Debería consultar con él sobre qué pasa cuando se pretende captar para siempre todos los poderes y qué viene después de que se escoge el camino de dar golpes de estado desde el Estado. La historia trae lecciones que los políticos no deberían obviar.
Una de ellas, la más importante, es que el poder siempre es efímero. Que el poder total, así como corrompe totalmente, no es posible tenerlo indefinidamente. Por ello, lo más sabio que podríahacernuestroactualgobernante de turno, en esta hora tan compleja para su mandato, sería no repetir los errores del pasado y rectificar.
Para comenzar debería escuchar de forma sincera a quienes salieron a protestar.
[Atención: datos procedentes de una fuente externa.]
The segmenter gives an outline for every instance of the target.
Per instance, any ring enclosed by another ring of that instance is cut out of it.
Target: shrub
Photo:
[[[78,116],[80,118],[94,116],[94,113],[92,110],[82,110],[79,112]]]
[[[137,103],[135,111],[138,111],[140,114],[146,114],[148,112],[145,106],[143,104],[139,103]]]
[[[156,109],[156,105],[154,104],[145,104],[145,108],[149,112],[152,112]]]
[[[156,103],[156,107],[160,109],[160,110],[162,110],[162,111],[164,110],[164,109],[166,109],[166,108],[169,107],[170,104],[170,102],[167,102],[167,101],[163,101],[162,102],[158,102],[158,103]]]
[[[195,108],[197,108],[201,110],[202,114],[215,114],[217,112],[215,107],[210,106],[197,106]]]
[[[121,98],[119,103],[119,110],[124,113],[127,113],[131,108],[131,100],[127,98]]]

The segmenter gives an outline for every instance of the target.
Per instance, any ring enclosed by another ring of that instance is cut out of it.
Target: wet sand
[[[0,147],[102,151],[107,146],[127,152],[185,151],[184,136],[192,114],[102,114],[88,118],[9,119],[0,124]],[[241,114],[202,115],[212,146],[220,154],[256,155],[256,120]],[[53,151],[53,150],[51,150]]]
Un buen gesto adicional sería desistir de las enmiendas constitucionales, reculando de la inconsulta reelección indefinida, e iniciar un plan verdadero de austeridad fiscal para que no sea la ciudadanía la que pague por ocho años de irresponsabilidad y despilfarro. El Gobierno tiene en adelante un dilema inevitable: Rectificar o pudrirse. Rectificar implicaría un gesto de madurez e innovación por la que se aseguraría un lugar en la historia; pudrirse, en cambio, implicaría escoger el camino de la soberbia y el irrespeto a la protesta; hacer lo mismo que hicieron los dictócratas del pasado; descomponerse en la bilis de su sordera.
Lucio Gutiérrez podría,en estas circunstancias, fungir de un buen asesor presidencial.